"Time is what keeps everything from happening at once." ~Ray Cummings
Raymond King Cummings was born in
New York on 30 Aug 1887. He died in Mount Vernon, NY on 23 Jan 1957. An American author of science
fiction, Cummings was rated one of the "founding fathers of the science
fiction pulp genre".
Educated at Princeton University, he served as an assistant to
Thomas Edison for five years, before embarking on a career in writing.
His debut novelette, “The Girl in
the Golden Atom”, was originally published in Argosy in 1919. His first novel, "The Shadow Girl" appeared in 1921. In 1923, they were
combined into the novel “The Girl in the Golden Atom” which has been reprinted
numerous times, often in an abridged version.

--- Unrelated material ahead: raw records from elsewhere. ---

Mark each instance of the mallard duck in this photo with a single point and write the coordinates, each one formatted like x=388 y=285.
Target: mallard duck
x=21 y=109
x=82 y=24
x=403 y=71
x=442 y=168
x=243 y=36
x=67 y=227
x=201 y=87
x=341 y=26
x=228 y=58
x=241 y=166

The Girl in the Golden Atom
Hear it HERE |
In the first part of the original novelette, The Chemist visits the Golden
Atom, falls in love with the beautiful girl he spied on there and assists her
people in a war with an enemy city-state. He does this by growing to giant size
and stomping on the enemy army. Since The Chemist decides not to return to his
world, The Doctor, The Big Business Man and The Very Young Man eventually use
the chemicals he left behind to follow him into the Golden Atom. There they
find The Chemist, a revolution, excitement, danger and romance, along with a lot
of shrinking to hide from enemies and growing to giant size to stomp them. (There’s
a lot of stomping, both deliberate and accidental, which at times provides some
rather bizarre humor.)
The first half of the book is pretty slow, where the characters walk around,
look at things and talk about the history, geography and social customs of the
world in which they’ve found themselves. There’s also a lot of
pseudo-scientific discussion about the whole shrinking process. In the second
half of the book, the revolution gets underway and the whole thing turns into a
colorful, violent, fast-paced adventure that fits pretty well into the
sword-and-planet sub-genre of science fiction.
As a
writer of primarily science-fiction, Cummings produced some 750 novels and
short stories using the pen names Ray King, Gabrielle Cummings and Gabriel
Wilson. Most of his stories appeared in the pulp science-fiction magazines such
as Amazing Stories and Astonishing Stories during
the 1930s and 1940s. He is perhaps best remembered for his novel "The Girl
in the Golden Atom" (1922), which has become a science-fiction
classic. His other works include "The Man Who Mastered
Time" (1924), "Explorers Into Infinity" (1927),
"Beyond the Stars" (1928), "The Snow
Girl" (1929), "The Sea Girl" (1930), "The Exile
of Time" (1931) and "The Insect Invasion" (1932).
During the
1940s, with his fiction career in eclipse, Cummings anonymously scripted comic
book stories for Timely Comics,
the predecessor to Marvel
Comics. He recycled the plot of "The Girl in the Golden Atom" for
a two-part Captain America tale, "Princess of the Atom."
(Captain America #25 &
26). He also contributed to the "Human Torch"
and "Sub-Mariner," which his daughter Betty Cummings also wrote.